Many radio outbursts of a number of microquasars have been observed. But to constrain the model parameters in a meaningful way, we would ideally need radio observations at two or more frequencies which clearly resolve the approaching and the receding jet component. Furthermore, the resolution should be sufficient to decide whether one of these jet components consists of multiple subcomponents, i.e. multiple shocks, the emission of which may be blended in observations of lower resolution. To date there are very few simultaneous multi-frequency observations which come even close to this ideal situation. The best studied radio outburst of any microquasar is still that of March 19th 1994 of GRS 1915+105 (Mirabel & Rodríguez 1994). This is also the outburst studied by Atoyan & Aharonian (1999). To test our model we will use the comparatively large data base accumulated during this event.
5.1. The observations
The radio outburst of GRS 1915+105 which occurred in March 1994 was one of the strongest recorded for this object. The flux density at 1.4 GHz exceeded 1 Jy which is at least ten times higher than the radio flux in quiescence (Rodríguez et al. 1995). The outburst was observed with the VLA in A-array at 8.4 GHz during 7 epochs covering almost 42 days. Except for the first of these, the two jet components were resolved at this frequency (Mirabel & Rodríguez 1994). For the first unresolved and one further epoch measurements with the VLA are also available at 4.9 GHz and 15 GHz. In addition, GRS 1915+105 was monitored during this time by the Nancay telescope at 1.4 GHz and 3.3 GHz (Rodríguez et al. 1995). There are 24 flux measurements at each frequency but the source is unresolved at these frequencies. After a reconfiguration of the VLA four more observations of GRS 1915+105 of lower resolution were obtained at 8.4 GHz in B-array (Rodríguez & Mirabel 1999). These measurements cover roughly another 28 days but there is a gap of about 40 days between the end of the A-array observations and the start of the B-array campaign.

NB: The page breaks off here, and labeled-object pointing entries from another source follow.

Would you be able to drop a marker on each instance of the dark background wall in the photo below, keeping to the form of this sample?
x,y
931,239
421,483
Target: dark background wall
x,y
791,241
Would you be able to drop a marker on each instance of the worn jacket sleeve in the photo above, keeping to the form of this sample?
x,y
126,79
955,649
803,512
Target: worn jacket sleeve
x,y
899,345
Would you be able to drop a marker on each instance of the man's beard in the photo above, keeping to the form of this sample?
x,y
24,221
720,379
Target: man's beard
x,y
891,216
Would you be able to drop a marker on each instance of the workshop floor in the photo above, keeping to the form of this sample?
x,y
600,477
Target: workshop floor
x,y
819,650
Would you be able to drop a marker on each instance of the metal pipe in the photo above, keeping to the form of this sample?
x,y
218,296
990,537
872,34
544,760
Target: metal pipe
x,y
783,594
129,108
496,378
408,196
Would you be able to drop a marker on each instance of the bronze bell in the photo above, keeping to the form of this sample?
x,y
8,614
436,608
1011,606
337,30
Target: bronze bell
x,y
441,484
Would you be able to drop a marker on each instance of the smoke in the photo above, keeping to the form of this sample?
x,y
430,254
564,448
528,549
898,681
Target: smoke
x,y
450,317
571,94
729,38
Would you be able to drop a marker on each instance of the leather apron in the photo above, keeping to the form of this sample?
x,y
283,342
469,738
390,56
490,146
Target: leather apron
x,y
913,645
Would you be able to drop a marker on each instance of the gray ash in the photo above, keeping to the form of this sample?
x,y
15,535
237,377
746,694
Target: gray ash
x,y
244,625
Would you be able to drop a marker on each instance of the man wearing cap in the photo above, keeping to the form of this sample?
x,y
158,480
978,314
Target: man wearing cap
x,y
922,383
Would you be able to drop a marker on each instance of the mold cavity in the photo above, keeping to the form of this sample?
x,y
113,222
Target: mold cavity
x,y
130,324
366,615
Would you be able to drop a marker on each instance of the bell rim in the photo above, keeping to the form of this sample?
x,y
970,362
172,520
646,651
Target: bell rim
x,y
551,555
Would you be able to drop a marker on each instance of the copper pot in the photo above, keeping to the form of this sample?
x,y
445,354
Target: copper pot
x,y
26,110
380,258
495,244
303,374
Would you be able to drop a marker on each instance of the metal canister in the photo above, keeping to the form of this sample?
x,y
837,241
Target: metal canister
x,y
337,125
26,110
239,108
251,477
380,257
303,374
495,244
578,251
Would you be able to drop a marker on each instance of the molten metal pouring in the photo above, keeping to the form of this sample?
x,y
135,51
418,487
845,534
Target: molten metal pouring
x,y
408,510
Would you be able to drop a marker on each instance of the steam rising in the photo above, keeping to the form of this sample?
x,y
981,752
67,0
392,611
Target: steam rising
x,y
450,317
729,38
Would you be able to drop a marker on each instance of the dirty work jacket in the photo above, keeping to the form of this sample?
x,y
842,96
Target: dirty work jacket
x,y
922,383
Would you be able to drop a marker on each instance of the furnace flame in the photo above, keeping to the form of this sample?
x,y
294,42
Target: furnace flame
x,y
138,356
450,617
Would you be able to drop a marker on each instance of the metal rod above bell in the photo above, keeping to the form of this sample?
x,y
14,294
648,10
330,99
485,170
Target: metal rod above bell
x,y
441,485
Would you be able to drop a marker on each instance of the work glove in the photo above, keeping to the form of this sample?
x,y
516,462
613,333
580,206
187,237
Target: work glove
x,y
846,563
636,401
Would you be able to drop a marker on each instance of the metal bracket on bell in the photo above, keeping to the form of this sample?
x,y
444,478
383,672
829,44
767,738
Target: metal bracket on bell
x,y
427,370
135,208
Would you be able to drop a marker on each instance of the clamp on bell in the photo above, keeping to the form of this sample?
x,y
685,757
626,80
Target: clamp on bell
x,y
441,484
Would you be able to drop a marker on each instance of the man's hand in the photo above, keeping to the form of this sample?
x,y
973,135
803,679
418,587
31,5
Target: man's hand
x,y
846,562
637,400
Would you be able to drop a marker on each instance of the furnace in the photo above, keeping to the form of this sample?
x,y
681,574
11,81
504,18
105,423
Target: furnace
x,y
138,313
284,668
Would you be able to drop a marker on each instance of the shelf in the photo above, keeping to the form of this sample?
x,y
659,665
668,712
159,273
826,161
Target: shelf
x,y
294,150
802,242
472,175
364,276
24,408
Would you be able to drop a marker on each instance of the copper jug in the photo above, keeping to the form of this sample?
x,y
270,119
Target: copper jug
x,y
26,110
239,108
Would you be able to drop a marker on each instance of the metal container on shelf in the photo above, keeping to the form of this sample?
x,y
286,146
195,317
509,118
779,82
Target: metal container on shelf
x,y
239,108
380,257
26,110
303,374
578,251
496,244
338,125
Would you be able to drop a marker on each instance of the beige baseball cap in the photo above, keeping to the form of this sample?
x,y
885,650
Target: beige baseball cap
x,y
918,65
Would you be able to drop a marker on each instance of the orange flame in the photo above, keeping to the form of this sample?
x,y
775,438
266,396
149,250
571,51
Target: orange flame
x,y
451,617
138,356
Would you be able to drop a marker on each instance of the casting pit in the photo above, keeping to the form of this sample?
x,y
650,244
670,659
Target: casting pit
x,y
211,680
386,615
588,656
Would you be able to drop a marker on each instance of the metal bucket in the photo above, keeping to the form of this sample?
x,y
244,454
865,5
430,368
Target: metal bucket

From the resolved VLA observations at 8.4 GHz Mirabel & Rodríguez (1994) determined a velocity for the jet components of 0.92 c and an angle of the jets to the line of sight of 70o. This assumes that the approaching and the receding component travel at the same velocity in opposite directions. Furthermore, it is assumed that GRS 1915+105 is located 12.5 kpc away from us. Fender et al. (1999) observed another radio outburst of GRS 1915+105 in October 1997 and found a higher intrinsic velocity which is inconsistent with a distance of 12.5 kpc. They argue that the most likely distance for this object is 11 kpc which then implies that the velocity of the jet components in March 1994 was 0.86 c and the angle of the jets to the line of sight is 68o. In the following we will adopt these later values. Extrapolating back the trajectories of the two jet components Mirabel & Rodríguez (1994) find that the outburst started at 20 hours on March 19.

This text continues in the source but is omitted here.